Une approche « écosystémique » des terres arides, fondement de nouvelles politiques de développement.

Malgré des efforts concertés, les problèmes des terres arides n’ont pas suffisamment attiré l’attention pour provoquer des améliorations rapides dans le combat contre la désertification et la lutte contre la pauvreté. Les initiatives récentes et les recherches concernant la gestion et le développement des terres arides ont été, soit incapables de lever suffisamment de fonds, soit trop encombrées de procédures pour s’attaquer efficacement aux problèmes à l’échelle locale.

40 % des pays pauvres sont constitués principalement de terres arides où les populations dépendent de la gestion durable des ressources pour assurer leur survie. Cependant, les politiques de réduction de la pauvreté et d’allègement de la dette ne tiennent pas compte de la gestion des écosystèmes arides dans l’amélioration des conditions de vie des populations pauvres.

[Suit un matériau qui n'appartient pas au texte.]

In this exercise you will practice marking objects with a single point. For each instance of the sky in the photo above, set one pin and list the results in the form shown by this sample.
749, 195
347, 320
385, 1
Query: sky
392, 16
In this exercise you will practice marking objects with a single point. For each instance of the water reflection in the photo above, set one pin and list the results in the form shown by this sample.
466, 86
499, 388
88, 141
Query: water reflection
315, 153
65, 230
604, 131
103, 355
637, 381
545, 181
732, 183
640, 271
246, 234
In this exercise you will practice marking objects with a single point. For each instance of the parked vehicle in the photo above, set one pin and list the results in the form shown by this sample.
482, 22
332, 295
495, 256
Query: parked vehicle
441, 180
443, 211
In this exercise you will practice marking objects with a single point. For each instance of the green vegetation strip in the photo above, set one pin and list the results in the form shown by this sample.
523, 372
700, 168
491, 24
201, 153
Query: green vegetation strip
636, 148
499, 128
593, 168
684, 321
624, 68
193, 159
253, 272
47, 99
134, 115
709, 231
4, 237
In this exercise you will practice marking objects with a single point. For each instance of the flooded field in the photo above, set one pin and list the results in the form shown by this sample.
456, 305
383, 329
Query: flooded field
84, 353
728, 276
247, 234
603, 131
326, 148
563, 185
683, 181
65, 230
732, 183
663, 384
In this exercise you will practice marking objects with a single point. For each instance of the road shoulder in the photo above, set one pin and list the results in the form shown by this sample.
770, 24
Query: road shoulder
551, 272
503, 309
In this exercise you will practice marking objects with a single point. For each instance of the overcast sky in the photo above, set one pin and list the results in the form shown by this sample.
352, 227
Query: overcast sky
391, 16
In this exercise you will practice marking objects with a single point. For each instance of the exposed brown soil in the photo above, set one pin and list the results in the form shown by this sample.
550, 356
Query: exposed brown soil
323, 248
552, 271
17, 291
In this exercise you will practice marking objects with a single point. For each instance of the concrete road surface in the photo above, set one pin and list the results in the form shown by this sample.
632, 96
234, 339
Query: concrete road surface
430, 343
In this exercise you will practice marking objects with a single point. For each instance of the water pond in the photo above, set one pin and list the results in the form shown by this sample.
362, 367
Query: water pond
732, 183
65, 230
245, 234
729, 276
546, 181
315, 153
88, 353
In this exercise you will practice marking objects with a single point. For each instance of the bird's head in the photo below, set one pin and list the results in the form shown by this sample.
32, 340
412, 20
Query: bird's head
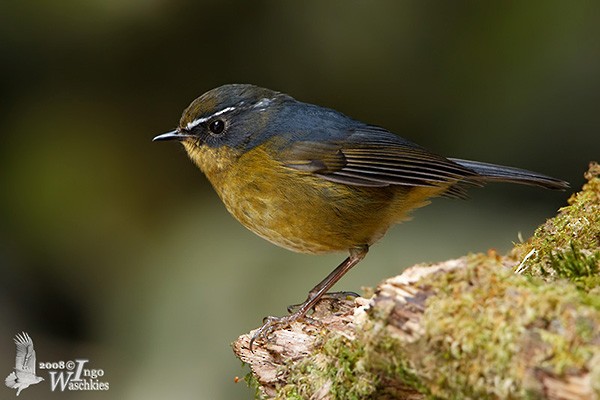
220, 125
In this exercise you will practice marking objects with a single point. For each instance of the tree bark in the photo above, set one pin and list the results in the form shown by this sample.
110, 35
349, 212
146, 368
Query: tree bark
465, 328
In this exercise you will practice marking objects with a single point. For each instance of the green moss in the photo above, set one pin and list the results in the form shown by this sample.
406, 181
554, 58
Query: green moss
568, 245
339, 365
253, 384
486, 324
487, 330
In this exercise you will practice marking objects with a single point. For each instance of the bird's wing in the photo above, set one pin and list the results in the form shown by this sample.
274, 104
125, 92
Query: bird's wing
25, 359
374, 157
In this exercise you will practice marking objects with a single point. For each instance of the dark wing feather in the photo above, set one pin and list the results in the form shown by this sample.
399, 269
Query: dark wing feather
374, 157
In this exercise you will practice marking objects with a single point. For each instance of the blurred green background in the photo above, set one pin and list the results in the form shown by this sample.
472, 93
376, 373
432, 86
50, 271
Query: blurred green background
116, 249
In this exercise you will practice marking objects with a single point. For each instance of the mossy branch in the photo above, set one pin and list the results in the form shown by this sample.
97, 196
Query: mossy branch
465, 328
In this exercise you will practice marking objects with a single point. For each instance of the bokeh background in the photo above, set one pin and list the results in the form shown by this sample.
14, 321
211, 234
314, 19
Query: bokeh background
116, 249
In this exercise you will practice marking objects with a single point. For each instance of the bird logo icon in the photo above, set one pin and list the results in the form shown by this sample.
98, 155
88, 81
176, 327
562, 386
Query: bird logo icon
24, 374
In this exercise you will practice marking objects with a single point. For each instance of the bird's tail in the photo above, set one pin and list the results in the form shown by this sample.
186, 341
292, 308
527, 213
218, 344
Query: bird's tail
499, 173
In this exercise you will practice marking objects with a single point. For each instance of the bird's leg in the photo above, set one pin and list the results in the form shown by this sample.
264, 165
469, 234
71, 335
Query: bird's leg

Les politiques d’aide au développement des terres arides ont une approche limitée : elles se bornent à vouloir résoudre les problèmes actuels de dégradation des sols et de pénurie alimentaire sans s’intéresser au véritable potentiel de ces régions en termes de ressources, de biens et de services… Une approche « écosystémique » du suivi et de l’évaluation des terres arides est, quant à elle, porteuse d’espoir pour la gestion, le développement et l’investissement dans les terres arides, grâce à cette attention plus rationnelle et plus constructive.

Qu’est-ce qu’une approche « écosystémique » de la gestion et du développement ?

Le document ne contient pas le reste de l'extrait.